Pro Tip: Read ALL articles on Apple’s business and economics written by tech bloggers with great skepticism. They usually know their stuff when it comes to devices and apps, but when they delve into business, legal, and economic matters, vast majority of the time they have absolutely no clue what they are talking about or spout stuff that is flat-out wrong.
That horse is already dead. The Chinese economy is the main issue (with consumers turning against Trump proxies as a potential problem as well - we recently saw Chinese consumers boycott Canadian Goose in a similar fashion). According to data from the National Bureau of Statistics of China retail sales in China grew 8.1 percent in November, the slowest rate of growth in 15 years, and growth in exports plummeted to 5.4 percent in November, from 15.5 percent in October. The Chinese Academy of Social Sciences, a government-led think tank, recently cut its growth estimate for China’s economy from 6.5 percent this year to 6.3 percent. While that seems like a small difference, it signifies a big drop in consumer spending when spread out over the country’s 1.4 billion people.

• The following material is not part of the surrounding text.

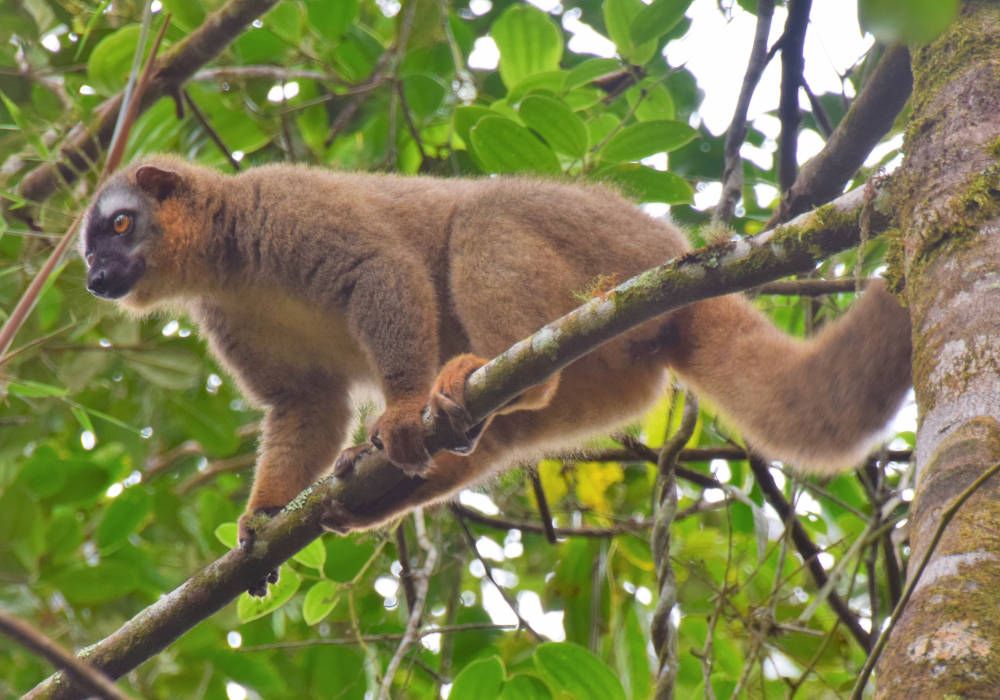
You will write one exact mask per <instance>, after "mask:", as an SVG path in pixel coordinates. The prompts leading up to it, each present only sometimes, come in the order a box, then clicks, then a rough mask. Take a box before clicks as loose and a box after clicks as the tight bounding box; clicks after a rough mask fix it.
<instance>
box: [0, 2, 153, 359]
mask: <svg viewBox="0 0 1000 700" xmlns="http://www.w3.org/2000/svg"><path fill="white" fill-rule="evenodd" d="M169 22H170V15H167V16H166V17H164V20H163V26H161V27H160V32H159V33H158V34H157V35H156V40H155V41H154V42H153V48H152V50H151V51H150V52H149V58H148V59H147V60H146V67H145V68H144V69H143V71H142V76H141V77H140V78H139V81H138V83H137V84H136V87H135V92H134V93H133V94H132V95H131V99H129V100H128V101H127V102H123V103H122V112H123V116H122V118H121V120H120V121H119V124H120V127H119V128H117V129H116V137H115V140H114V141H113V142H112V144H111V150H110V152H109V153H108V158H107V160H106V161H105V162H104V169H103V171H102V173H101V181H103V180H104V179H105V178H107V176H108V175H110V174H111V173H113V172H114V171H115V169H116V168H117V167H118V164H119V163H120V162H121V158H122V154H124V153H125V143H126V142H127V141H128V136H129V133H130V132H131V131H132V125H133V124H134V123H135V119H136V117H137V116H138V115H139V103H140V102H141V101H142V96H143V93H144V92H145V90H146V86H147V85H148V83H149V79H150V75H151V70H152V66H153V63H154V62H155V61H156V53H157V51H158V50H159V48H160V42H161V41H162V40H163V34H164V33H165V32H166V29H167V25H168V24H169ZM136 51H142V47H141V46H137V47H136ZM82 218H83V214H78V215H77V216H76V218H74V219H73V223H71V224H70V226H69V228H68V229H67V230H66V233H65V234H64V235H63V237H62V239H61V240H60V241H59V243H58V244H56V247H55V248H53V249H52V253H51V254H50V255H49V258H48V260H46V261H45V264H44V265H42V269H40V270H39V271H38V273H37V274H36V275H35V276H34V277H33V278H32V280H31V283H30V284H29V285H28V288H27V289H26V290H25V292H24V294H23V295H21V298H20V299H19V300H18V302H17V304H16V305H15V306H14V310H13V311H11V312H10V315H9V316H8V317H7V321H6V323H4V325H3V328H0V367H3V363H4V362H5V361H6V360H7V359H8V358H9V355H8V354H7V351H8V350H10V346H11V344H12V343H13V342H14V336H15V335H17V332H18V331H19V330H20V329H21V326H23V325H24V322H25V321H26V320H27V319H28V316H29V315H30V314H31V311H32V309H34V308H35V303H36V302H37V301H38V297H39V295H40V294H41V293H42V287H43V286H44V285H45V283H46V282H47V281H48V280H49V278H50V277H51V276H52V273H54V272H55V270H56V267H57V266H58V265H59V263H60V262H61V261H62V259H63V256H64V255H65V254H66V251H68V250H69V247H70V245H72V243H73V239H74V238H75V236H76V229H77V227H78V226H79V225H80V221H81V219H82Z"/></svg>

Ford CEO Jim Hackett complained earlier this year that the Trump tax penalties on steel and aluminum were costing it $1 billion last year alone. That pain has been exacerbated by a slowdown in car sales in China: auto sales there fell 14 percent in November over the same month in 2017. And Tiffany’s shares fell 9.6 percent on Nov. 28 after the it released disappointing third-quarter sales that were hurt by weaker spending from Chinese tourists in the United States and Hong Kong. So… there’s a Chinese Economy problem primarily going on here; let’s not read into this particular Apple failure specifically in China as somehow relating to its worldwide pricing.
Apple’s prices are too high, even for Apple. A few years ago you bought Apple because it was the best, and you were paying a premium for quality and futureproofing. Now it’s hard to justify the expense, particularly with competing products catching up in quality.
OTOH, like @bowline, I love Gruber’s take: “Jobs’s arrogance got him into trouble at times, but at other times it was his saving grace” – namely, when he had to deliver bad news to the market. Cook’s “genuine and inherent humility holds Apple back on days like today. Apple needed less ‘I’m sorry, let me explain’ and more ‘Fuck you, this is bullshit, let me explain’.”
But they do. Until now, investors were happy to give Cook a free hand, as they were with Jobs before him, because Apple was delivering returns for investors. If Apple fails to meet investor expectations, the investors are going to start requiring closer oversight. And when the money-guys start taking control of a company, that never ends well for the customer. Or for the company, in a few short years.
If Cook can’t right the ship financially and keep investors happy, Apple in the 2020s could start looking a lot like Apple in the 1990s pre-Jobs return.